I recall that when the College Republicans got into trouble in 2004 for scamming little old ladies into signing over their life savings, we discussed their status here at DU and found that a few years earlier they'd turned themselves into a 527. In other words, this is not Karl Rove's College Republicans -- or even Jack Abramoff's. It's a very different kettle of fish.

So the blogger is right to that extent -- but I think he's wrong in dismissing today's College Republicans as nothing more than "an incredibly inefficient direct mail and telemarketing operation" and "a paper tiger with more bark than bite." The GOP isn't quite that dumb -- and the key to what they may really be up to lies in precisely those "incredibly inefficient" direct mail operations.

What I learned as a result of all that digging we did at DU in 2004 was that the real function of the legion of right-wing direct mail operations is often not so much raising money as it is to disseminate propaganda. (It's no coincidence that Karl Rove was in the direct mail fundraising business before he joined the Bush administration.)

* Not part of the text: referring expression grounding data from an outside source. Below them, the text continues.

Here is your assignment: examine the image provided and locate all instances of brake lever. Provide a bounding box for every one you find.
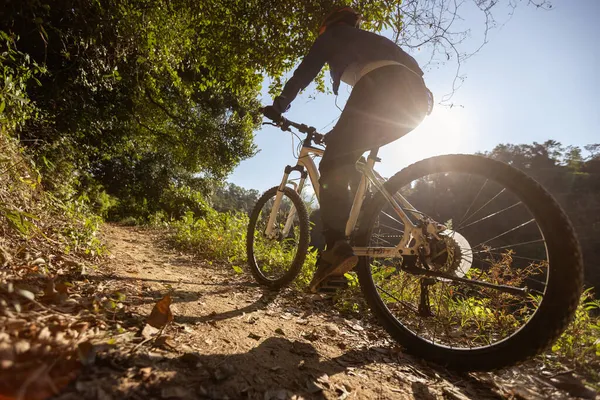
[262,122,278,127]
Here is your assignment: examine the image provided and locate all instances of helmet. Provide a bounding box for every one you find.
[318,6,360,35]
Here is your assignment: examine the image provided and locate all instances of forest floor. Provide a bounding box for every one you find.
[52,225,598,400]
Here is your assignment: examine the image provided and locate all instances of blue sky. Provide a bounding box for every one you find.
[230,1,600,193]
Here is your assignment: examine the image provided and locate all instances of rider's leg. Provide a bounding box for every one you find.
[319,150,364,249]
[310,65,429,291]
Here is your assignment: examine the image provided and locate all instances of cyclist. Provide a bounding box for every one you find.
[263,6,431,292]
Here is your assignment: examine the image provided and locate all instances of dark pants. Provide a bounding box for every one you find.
[318,65,429,248]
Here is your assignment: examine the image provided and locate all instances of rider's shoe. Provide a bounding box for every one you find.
[309,240,358,293]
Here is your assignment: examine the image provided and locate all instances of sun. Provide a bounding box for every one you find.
[378,106,467,176]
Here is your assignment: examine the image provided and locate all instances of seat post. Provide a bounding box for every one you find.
[368,147,381,162]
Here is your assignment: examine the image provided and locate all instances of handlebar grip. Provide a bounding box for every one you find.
[261,106,285,124]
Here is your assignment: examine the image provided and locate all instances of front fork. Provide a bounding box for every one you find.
[265,165,307,239]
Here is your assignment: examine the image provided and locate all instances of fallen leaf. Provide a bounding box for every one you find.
[147,295,174,329]
[141,324,160,340]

All those "wedge" issues that predictably erupt during political campaigns -- gay marriage, illegal immigrants, even social security -- are kept alive between elections by direct mail firms sending out scare letters telling people that there is a threat! to them! and they have to act now! by sending money!

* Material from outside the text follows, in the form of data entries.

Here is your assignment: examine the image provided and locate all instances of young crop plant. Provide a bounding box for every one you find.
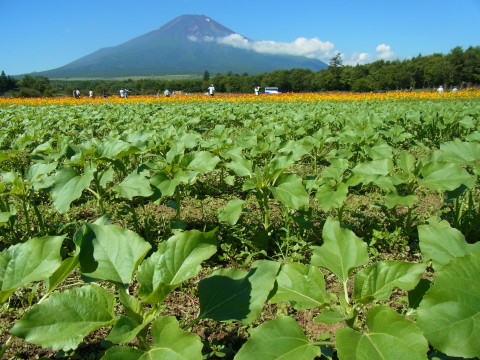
[0,220,221,359]
[228,217,480,359]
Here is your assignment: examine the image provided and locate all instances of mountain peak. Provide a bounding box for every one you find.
[153,14,236,41]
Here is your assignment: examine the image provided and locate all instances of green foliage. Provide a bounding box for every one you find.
[336,306,428,360]
[0,98,479,359]
[234,316,321,360]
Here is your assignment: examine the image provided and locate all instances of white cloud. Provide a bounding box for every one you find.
[217,34,336,61]
[342,44,397,65]
[190,33,396,65]
[217,34,251,49]
[375,44,395,60]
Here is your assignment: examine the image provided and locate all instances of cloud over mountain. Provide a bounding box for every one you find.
[214,32,396,66]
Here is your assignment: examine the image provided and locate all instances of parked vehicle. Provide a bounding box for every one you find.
[264,87,280,94]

But the money raised in this way typically isn't actually applied to the issues mentioned in the letters. Instead, it goes right back into more direct mail solicitations. So in the long run, the only payoff from these operations is getting scary propaganda into the hands of the nation's little old ladies.

It seems likely that this is the real business the College Republicans have been in for the last half dozen years or so. They're a propaganda outfit, pure and simple.

It would be interesting to know the exact content of some of those fundraising appeal. Is it possible that they've made a regular practice of concocting incidents like this Ashley Todd business to use in their scare letters -- and that this time things got out of hand because they tried to go public with it instead?

I do know that they've made a practice of sponsoring provocative incidents on campuses -- like an "illegal immigrant hunt" game or a prize for the best student essay on "why I am proud of my white heritage" -- whose primary purpose seems to be to provide an opportunity to play the victim card.

The racist slant of all these incidents is also interesting, since explicitly racist groups have been among the most active direct mail fundraisers in recent years -- and there are list brokers that arrange for fundraisers to sell or exchange their mailing lists, so they have a motivation for trying to appeal to one another's constituencies.

I don't know what the real answer might be about the current nature and purpose of the College Republicans. But it's clear that they're not merely a set of campus organizations -- and I think their actual operations could use some investigation.